MK: You’ve also conducted work on spatial cognition in children, focusing on how they code the location of objects and features. Could you describe a recent study?
JL: A study published in Cognition looked at how toddlers orient objects with respect to one another during a fitting task. We put motion tracking markers on their arms to follow how they’re transporting these objects and rotating them in order to fit them into a slot.
The motion tracking technology importantly enables us to observe planning. We ask at what point are children beginning to rotate the objects in their hands? Do they think about it ahead of time? The study is not simply probing a motor skill, but also how young children’s cognition is reflected in the manual actions of fitting.
MK: What were the main findings?
JL: We found a developmental progression in terms of planning. So children at the youngest age range — around 18 months or so — don’t show much advanced planning. They’ll bring an object to a slot without orienting it beforehand. Then, interestingly, between 24 to 30 months, the children are beginning to rotate the object after picking it up in order to align it with the slot. As they get older, children show more planning earlier in this transport period.
The results are suggesting that children are becoming much more automatic and strategic in how they solve problems. Also, we don’t find any evidence of differences between boys and girls in the realm of spatial planning. On this sort of action-rotation task that involves spatial thinking, we are not finding any sex differences at these ages.
MK: How could such findings be used to help children improve their spatial thinking skills? What do you imagine could be done in terms of implementation?

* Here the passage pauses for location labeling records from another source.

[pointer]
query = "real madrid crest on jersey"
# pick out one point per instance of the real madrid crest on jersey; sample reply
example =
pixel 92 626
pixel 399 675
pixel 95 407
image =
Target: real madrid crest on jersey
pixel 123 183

JL: One of the interesting findings that is emerging from the literature right now is that early spatial learning abilities seem to set the foundation for later success in STEM-type disciplines. Because our work looks very carefully at how spatial thinking unfolds in preschool children, we could observe if some children may be lagging behind in this important skill set. We could then develop educational interventions for these children and give them more experience with these sorts of problems.
Footnotes
Jeffrey J. Lockman is a developmental psychologist who conducts research on perception- action development and early cognitive development. He is a professor of psychology at Tulane University and is a member of the faculty in the Program in Neuroscience there. His work centers on the early development of adaptive manual behaviors, including reaching, object manipulation, and tool use.
The Cognitive Development Society (CDS), which aims to provide a unified voice for the wide range of scholars, practitioners, and others who are interested in change and continuity in the intellectual processes that support mental life, held their 2017 biennial meeting in Portland, Oregon, on October 12-14. The program included cutting-edge research on analogy, imagination, executive function, risk perception, spatial cognition, numerical cognition, moral cognition, causal inference, and language development. More information about the program can be found here.
The interviewee, Jeffrey L. Lockman, will speak about “Object fitting by preschool children: The dynamics of spatial coordination” during the CDS Conference.